In order to more clearly illustrate the technical solutions of the embodiments of the present invention, the drawings required in the embodiments will be briefly described below, it should be understood that the following drawings only illustrate some embodiments of the present invention and therefore should not be considered as limiting the scope, and those skilled in the art can also obtain other related drawings based on the drawings without inventive efforts.

FIG. 1 is a schematic diagram of the system of the present invention;

FIG. 2 is a flow chart of the method of the present invention;

fig. 3 is a schematic diagram of a system in the prior art.

Detailed Description

The technical solutions in the embodiments of the present invention will be clearly and completely described below with reference to the drawings in the embodiments of the present invention, and it is obvious that the described embodiments are only a part of the embodiments of the present invention, and not all of the embodiments.
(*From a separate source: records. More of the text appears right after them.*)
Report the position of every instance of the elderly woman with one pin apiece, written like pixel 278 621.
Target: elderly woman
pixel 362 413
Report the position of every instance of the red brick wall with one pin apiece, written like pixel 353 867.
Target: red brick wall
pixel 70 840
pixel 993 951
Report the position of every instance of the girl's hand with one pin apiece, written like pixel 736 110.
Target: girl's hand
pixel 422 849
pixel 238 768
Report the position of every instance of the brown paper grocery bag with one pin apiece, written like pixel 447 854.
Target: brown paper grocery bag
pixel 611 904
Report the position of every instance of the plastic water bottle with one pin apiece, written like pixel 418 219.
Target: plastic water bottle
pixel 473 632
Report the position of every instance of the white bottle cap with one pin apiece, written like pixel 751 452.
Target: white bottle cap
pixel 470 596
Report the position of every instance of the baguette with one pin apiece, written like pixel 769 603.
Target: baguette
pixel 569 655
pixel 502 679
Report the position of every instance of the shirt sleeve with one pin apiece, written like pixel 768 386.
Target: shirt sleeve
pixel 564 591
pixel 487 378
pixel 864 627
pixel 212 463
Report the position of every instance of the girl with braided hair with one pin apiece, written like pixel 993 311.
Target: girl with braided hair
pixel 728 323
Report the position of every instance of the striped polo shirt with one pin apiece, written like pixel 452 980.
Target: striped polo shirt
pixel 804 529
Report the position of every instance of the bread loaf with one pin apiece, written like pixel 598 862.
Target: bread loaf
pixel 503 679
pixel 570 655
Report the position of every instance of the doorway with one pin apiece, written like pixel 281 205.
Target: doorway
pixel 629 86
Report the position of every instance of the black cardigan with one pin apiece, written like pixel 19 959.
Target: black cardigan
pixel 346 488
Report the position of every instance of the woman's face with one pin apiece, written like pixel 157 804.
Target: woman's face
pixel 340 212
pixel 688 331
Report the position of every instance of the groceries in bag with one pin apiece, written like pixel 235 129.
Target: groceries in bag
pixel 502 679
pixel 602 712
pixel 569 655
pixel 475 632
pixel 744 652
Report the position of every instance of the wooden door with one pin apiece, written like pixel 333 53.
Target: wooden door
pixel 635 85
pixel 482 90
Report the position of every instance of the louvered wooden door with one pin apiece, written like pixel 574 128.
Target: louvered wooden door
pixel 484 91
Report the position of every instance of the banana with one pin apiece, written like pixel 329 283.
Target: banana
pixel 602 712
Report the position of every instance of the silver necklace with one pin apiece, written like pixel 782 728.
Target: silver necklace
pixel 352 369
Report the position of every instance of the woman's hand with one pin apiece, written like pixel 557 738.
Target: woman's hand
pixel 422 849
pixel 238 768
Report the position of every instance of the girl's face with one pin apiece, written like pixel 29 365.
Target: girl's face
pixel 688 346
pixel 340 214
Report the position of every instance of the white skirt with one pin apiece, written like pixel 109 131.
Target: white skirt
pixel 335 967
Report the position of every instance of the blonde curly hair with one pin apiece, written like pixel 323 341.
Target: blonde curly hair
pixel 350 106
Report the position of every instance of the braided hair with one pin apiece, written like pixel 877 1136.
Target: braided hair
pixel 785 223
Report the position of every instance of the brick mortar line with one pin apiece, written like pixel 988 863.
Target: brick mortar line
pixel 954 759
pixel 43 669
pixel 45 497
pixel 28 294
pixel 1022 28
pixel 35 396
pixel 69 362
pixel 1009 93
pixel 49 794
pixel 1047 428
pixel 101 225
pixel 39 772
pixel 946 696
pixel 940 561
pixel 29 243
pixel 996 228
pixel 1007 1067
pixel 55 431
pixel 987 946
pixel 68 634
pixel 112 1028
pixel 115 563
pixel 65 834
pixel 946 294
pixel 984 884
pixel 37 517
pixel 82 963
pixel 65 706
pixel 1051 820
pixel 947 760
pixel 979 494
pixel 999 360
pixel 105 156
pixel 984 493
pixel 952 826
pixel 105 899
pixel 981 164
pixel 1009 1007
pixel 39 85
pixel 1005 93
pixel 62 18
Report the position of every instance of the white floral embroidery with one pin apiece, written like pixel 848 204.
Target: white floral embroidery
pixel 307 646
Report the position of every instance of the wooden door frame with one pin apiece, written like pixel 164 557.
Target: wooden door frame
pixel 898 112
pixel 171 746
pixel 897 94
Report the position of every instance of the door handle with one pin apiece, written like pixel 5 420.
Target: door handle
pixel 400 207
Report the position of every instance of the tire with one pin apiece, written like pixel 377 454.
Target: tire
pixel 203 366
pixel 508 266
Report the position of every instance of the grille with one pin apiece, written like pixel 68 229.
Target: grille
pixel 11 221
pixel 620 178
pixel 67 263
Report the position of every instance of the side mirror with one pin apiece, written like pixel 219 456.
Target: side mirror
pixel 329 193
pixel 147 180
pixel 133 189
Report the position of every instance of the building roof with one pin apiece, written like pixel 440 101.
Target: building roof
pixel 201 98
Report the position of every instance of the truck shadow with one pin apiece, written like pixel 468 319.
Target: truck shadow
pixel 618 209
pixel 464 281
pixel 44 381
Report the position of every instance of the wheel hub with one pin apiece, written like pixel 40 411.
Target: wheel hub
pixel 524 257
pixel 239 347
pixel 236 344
The components of embodiments of the present invention generally described and illustrated in the figures herein may be arranged and designed in a wide variety of different configurations. Thus, the following detailed description of the embodiments of the present invention, presented in the figures, is not intended to limit the scope of the invention, as claimed, but is merely representative of selected embodiments of the invention. All other embodiments, which can be derived by a person skilled in the art from the embodiments of the present invention without making any creative effort, shall fall within the protection scope of the present invention.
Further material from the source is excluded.